In questo clima tanto intenso predisposto dagli artisti romani inserisco il mio contributo con alcune proposte attraverso le quali intendo operare con valore emblematico e senza presunzione di completezza la lettura del paesaggio creativo nazionale espresso dalle giovani generazioni. In altre sedi ho già illustrato la mia opinione sull’articolazione dei contributi espressivi e di quanto ricco sia il deposito d’esperienza che liberamente è attraversato e percorso nella redazione dell’opera. Usando per comodità l’ambiguo termine ‘post moderno’, attraverso il quale individuo un fenomeno di costume e di atteggiamento presente tra i più diversi strati sociali si può infatti constatare l’abbandono di quella lunga tradizione espressiva e quindi espositiva tesa a conservare la separazione dei linguaggi, formalisticamente intesi, e quindi collegare ad esse aree tematiche d’interesse specifico, pervenendo ad un collage culturale aperto ai più lontani contributi ed alle problematiche più intimamente individuali. I tre artisti segnalati apportano quindi rispettivamente, testimonianza autonoma ma anche riflessione impegnata su esperienze che sono rintracciabili nella stagione decisiva per la contemporaneità, intendendo gli anni ’60/’80: Gianni Asdrubali, Franco Ionda, Marino Vismara.
Gianni Asdrubali detiene della stagione informale il gesto ma ne opera un’analiticità controllata pervenendo ad un risultato ‘romantico’ assoluto; un vocabolario essenziale dal quale l’artista esclude qualsiasi sbavatura di comodo e d’accademia per raggiungere l’immagine emblematica del profondo.

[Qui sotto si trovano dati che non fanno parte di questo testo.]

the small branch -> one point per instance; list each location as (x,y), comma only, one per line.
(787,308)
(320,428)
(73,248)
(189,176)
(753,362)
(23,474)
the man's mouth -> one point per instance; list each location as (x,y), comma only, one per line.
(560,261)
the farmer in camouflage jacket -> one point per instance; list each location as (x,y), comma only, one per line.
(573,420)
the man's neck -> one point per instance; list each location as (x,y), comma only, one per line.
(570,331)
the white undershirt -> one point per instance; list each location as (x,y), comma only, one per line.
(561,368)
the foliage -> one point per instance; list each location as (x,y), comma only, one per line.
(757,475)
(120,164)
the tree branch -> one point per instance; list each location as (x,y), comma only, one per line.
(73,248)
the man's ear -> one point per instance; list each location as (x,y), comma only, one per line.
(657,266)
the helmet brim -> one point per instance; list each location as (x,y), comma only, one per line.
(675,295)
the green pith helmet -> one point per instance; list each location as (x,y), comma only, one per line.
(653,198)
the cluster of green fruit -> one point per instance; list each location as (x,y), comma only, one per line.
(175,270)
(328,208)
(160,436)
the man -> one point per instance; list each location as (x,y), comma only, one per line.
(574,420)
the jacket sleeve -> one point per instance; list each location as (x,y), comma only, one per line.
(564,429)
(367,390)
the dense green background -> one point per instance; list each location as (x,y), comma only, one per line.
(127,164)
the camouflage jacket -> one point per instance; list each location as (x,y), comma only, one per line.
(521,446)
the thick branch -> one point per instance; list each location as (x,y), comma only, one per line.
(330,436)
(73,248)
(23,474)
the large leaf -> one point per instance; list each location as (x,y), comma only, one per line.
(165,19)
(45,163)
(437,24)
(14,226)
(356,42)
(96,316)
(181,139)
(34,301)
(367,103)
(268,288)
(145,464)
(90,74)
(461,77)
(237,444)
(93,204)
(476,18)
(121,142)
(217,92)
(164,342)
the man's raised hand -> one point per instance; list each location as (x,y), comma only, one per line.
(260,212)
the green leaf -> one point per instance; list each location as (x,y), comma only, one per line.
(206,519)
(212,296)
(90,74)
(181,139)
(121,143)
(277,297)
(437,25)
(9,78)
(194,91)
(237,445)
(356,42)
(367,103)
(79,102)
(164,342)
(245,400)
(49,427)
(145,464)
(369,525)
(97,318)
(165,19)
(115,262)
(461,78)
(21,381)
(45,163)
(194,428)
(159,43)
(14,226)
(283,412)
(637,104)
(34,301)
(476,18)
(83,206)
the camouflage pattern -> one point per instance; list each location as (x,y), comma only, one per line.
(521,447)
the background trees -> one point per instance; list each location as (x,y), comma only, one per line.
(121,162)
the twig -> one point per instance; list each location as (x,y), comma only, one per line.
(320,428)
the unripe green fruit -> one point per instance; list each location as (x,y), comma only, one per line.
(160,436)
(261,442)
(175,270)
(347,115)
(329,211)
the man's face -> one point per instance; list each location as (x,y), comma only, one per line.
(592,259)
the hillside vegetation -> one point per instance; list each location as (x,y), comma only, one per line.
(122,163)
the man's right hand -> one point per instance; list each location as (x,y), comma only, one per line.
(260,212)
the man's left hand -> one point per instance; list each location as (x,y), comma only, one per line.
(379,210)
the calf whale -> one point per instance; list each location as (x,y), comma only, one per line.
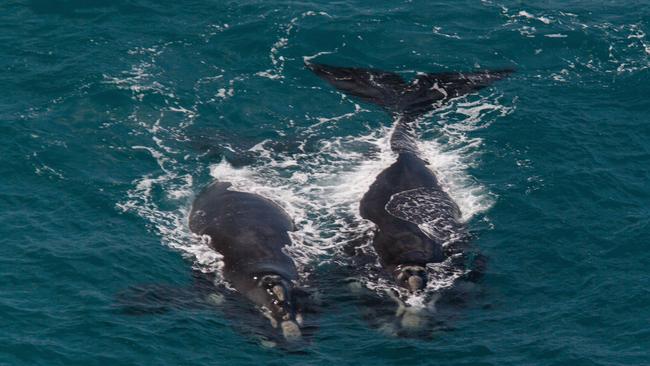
(416,221)
(250,232)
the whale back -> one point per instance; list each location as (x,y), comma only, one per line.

Franco Ionda predilige una polimatericità informale dalla stratificazione profonda, tipologicamente riferita alla linea italiana, cioè letteraria ed esistenziale, ma anche arricchita della carica ironica indiscutibilmente attenta alla lezione di trasgressione introdotta dall’ottimismo vitalistico degli anni ’68/’72, al quale si aggiunge una qualità cromatica più tipicamente toscana, espressionistico rosaiana, senza intendere alcun riferimento neo novecentista tipico di altre equipe; ogni opera nasce così da un insistente amore per la superficie, per il crescente maturarsi, solidificarsi, fino al raggiungimento dello spessore reale dell’ombra del ricordo.
Marino Vismara ha coscienza del rapporto di continuità con 1′ esperienza concettuale degli anni ’70 accentuando la produzione d’opere con dati di manipolazione; intendendo una caratterizzazione del fare artistico attraverso materiali di superficie e rilevando di essi il retroscena espressivo; è il caso antropologicamente depositato rappresentato dalla pelle di seppia che nella carta copiativa esalta i sottostrati d’auto scrittura.
Gianni Asdrubali, Franco Ionda, Marino Vismara rappresentano quindi autonome soluzioni ed ulteriori contributi di creatività nel complessivo confronto con le stagioni recenti della comunicazione visiva.